Citation Numbers: 135 A. 388, 105 Conn. 373, 1926 Conn. LEXIS 38
Judges: Wheeler, Curtis, Maltbie, Haines, Hinman
Filed Date: 12/16/1926
Status: Precedential
Modified Date: 11/3/2024
The jury might reasonably have found that the injuries from which the plaintiff's decedent, a boy, died, were caused by the defendant's negligence in driving his automobile upon the boy while he was crossing a highway. Only two assignments of error merit consideration. They relate to the same subject-matter. At the conclusion of the charge plaintiff's attorney requested the court to charge the jury in accordance with his requests one and thirteen, upon the last-clear-chance principle. The court responded: *Page 374
"Well, it has rather a remote relation I think to the evidence from either side, but, however, it is no doubt the law, at least the thirteenth," and thereupon read this request. Neither party offered evidence to prove facts which would make this principle applicable.
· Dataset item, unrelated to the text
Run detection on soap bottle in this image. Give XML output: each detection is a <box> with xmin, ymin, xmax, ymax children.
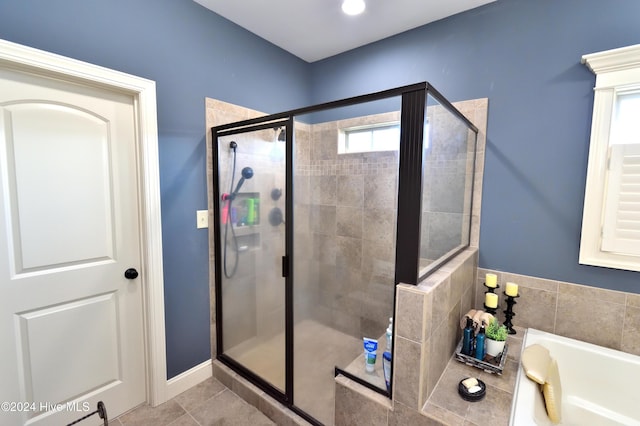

Further, these requests did not accord with our rule of law, neither did the charge made in explanation of the request read, in that it omitted the second of the conditions necessary to bring a situation within the operation of the last-clear-chance principle, viz., that the defendant became, or in the exercise of ordinary prudence ought to have become aware, not only of the position of peril of this boy, but also that he either reasonably could not escape from it or apparently would not avail himself of opportunities open to him for so doing. Fine v. Connecticut Co.,
There is error and a new trial is ordered.